Из окна мне была видна каждая черточка их самодовольно закаменевших лиц и чисто профессиональная манера держать правую руку слегка согнув и на отлете, чтобы при надобности мгновенно достать какуюнибудь "дуру" невероятного калибра, пуля которой на выходе делает дырку величиной с кулак. – Эй, ты, вставай!

Я смахнул Джоанну с постели, словно муху с обеденного стола.

– А? Чего? Что?

– Прикрой свои прелести, крошка, да побыстрее. Линяем.

– Куда?

– А хрен его знает. Поторопись. За нами пришли.

Что мне нравилось в этой девчонке, так это самостоятельность и умение с полуслова оценить важность той или иной проблемы.

Не задавая больше лишних вопросов, она оделась с солдатской быстротой и, ожидая дальнейших распоряжений, застыла у двери, от вполне понятного волнения слегка прикусив нижнюю губу.

– Баул? – показал я на ее миниатюрный дорожный сундучок. – Оставьте. Там ничего ценного нет.

С этими словами она крепче прижала к боку изящную дамскую сумочку, висевшую на ремне. – Да поможет нам аллах…

Я выглянул в коридор и, убедившись, что он, как и прежде, пуст, вытолкнул Джоанну за дверь, всучив ей в руки ключ.

– Зайди в четыреста двадцатый номер, – шепнул я на ухо ей, – и открой балкон…

Четыреста двадцатый номер, по идее, занимал некий господин Костадинов, болгарин по национальности и мусульманин по вероисповеданию, подданный Турции, который приехал из Бурсы по торговым делам. Он вселился третьего дня, но ночевал в гостинице всего лишь раз.

Этот достойный господин настолько проникся любовью к нечаянному собутыльнику шведу Олафу, что при расставании подарил ключ от своего номера (естественно, незаметно для окружающих) и в тот же вечер отбыл в неизвестном направлении.

Единственным достоинством четыреста двадцатого номера была неприметная дверь в ванной, которая вела в бельевую.

Я закрыл дверь на засов и вышел на балкон. Прыжок через пропасть между двумя балконами удался на славу.

Что меня кто-то может засечь, я не боялся. Уже вечерело, и к тому же недавно пристроенная к гостинице коробка лифта весьма удачно заслоняла номер господина Костадинова от нескромных глаз.

Джоанна поторопилась запереть за мной дверь, и мы бросились к бельевой. Она была на замке, но мои универсальные отмычки могли привести в изумление и восхищение любого вора-домушника…

Все дальнейшее смешалось в сплошное мелькание отдельных кадров: спуск по желобу из оцинковки через люк в подвал, огромная корзина с грязным бельем, куда я въехал на скорости курьерского поезда и с Джоанной на шее (хорошо, что корзина оказалась наполнена почти доверху, а иначе мои кости превратились бы в муку), дверь в соседний подвал, где хранились (на кой ляд, интересно?) поломанная мебель, побитые молью ковры и прочая гостиничная рухлядь, отслужившая свой срок, наконец окно почти под потолком подвала, через которое мы выбрались на мостовую узкой извилистой улочки…
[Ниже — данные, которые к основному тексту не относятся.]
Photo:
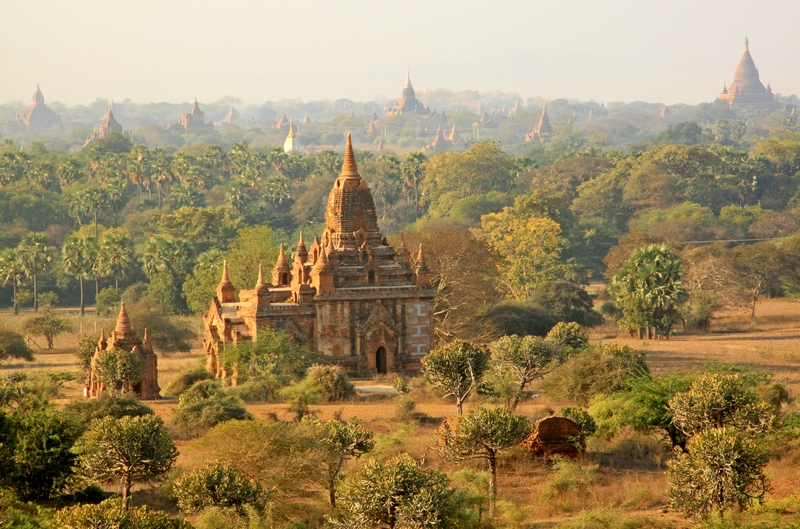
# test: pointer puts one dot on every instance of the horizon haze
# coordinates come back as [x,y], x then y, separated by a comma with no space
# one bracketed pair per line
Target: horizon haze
[668,52]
Мы ехали в моем "мерсе" и хохотали как сумасшедшие. Правда, только после того, как основательно подкрепили свои порядком издерганные неожиданным приключением нервишки несколькими глотками виски из неприкосновенного запаса, хранящегося в бардачке.

Особенно веселились мы, вспоминая ее лихую езду на моем загривке, а также представляя, как наши преследователи ломают дверь номера Джоанны, запертую на засов (грохот от ударов был слышен даже в подвале).
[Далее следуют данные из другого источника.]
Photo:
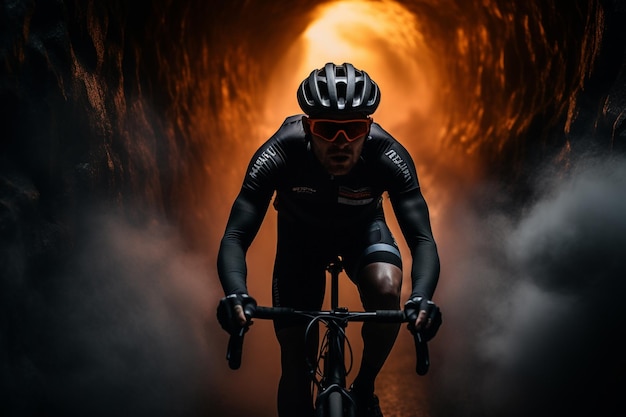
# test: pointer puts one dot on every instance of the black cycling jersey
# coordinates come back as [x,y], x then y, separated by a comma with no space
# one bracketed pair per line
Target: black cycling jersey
[313,200]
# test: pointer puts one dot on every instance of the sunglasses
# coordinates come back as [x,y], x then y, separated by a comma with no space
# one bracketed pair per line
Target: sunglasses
[329,129]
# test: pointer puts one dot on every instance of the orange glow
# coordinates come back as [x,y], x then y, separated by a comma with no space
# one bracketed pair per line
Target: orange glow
[382,38]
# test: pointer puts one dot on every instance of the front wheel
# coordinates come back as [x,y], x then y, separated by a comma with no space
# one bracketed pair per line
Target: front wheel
[335,405]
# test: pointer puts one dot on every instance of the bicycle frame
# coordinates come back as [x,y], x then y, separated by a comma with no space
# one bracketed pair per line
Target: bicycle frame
[333,398]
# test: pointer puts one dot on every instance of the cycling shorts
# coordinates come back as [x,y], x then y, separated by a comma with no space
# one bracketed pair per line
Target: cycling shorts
[302,255]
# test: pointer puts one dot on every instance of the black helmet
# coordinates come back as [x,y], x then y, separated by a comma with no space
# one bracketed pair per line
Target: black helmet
[338,90]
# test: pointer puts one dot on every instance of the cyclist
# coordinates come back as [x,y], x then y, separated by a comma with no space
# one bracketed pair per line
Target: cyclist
[329,169]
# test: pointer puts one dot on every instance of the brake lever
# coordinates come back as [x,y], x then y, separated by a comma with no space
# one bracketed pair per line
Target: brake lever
[235,348]
[421,352]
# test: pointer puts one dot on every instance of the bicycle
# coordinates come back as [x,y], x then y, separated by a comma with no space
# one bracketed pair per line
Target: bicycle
[333,398]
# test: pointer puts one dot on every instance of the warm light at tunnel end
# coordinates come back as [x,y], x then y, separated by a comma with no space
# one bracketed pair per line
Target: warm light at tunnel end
[382,38]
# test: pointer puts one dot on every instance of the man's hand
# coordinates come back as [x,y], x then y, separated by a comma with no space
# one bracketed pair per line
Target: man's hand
[235,311]
[424,316]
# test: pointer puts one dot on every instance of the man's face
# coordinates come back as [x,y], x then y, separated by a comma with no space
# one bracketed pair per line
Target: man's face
[337,144]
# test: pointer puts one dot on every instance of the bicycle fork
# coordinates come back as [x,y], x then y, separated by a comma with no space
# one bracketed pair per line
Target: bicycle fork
[334,399]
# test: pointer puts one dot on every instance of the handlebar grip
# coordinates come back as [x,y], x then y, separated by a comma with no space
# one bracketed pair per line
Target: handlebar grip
[235,348]
[422,355]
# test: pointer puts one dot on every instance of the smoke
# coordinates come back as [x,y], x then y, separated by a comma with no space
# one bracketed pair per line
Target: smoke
[126,329]
[535,317]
Я радовался как ребенок, моя задумка с запасным номером сработала на "отлично". Пока наши преследователи брали штурмом дубовую дверь, у нас образовался приличный запас времени для того, чтобы без осложнений сделать ноги. – Лично мне понравилось… – сказал я весело.
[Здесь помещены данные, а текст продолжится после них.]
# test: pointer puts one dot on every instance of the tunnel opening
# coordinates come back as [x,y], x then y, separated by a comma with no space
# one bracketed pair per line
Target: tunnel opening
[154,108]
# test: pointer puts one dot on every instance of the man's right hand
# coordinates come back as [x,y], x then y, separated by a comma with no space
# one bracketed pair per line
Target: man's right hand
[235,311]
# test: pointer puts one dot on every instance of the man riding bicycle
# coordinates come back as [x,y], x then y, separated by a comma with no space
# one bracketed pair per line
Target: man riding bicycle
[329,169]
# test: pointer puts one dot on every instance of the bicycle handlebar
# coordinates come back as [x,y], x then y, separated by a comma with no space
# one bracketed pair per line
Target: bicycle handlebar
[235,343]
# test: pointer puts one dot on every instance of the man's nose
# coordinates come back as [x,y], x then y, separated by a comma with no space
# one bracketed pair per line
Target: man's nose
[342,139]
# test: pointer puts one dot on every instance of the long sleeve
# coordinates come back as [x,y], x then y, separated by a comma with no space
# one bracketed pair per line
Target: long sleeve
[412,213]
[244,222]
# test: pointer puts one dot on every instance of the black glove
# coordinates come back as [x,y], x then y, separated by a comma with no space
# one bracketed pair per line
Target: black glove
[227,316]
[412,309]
И подмигнул Джоанне, намекая на то, как мы барахтались в корзине.

В ответ я получил взгляд из серии "Гуляй, мальчик", который затем почти мгновенно сменился на обнадеживающий: "Но не очень далеко…" – Куда мы едем? – насмеявшись вдоволь, спросила моя подопечная.

И занялась макияжем, что в мелькании уличных фонарей было отнюдь не просто.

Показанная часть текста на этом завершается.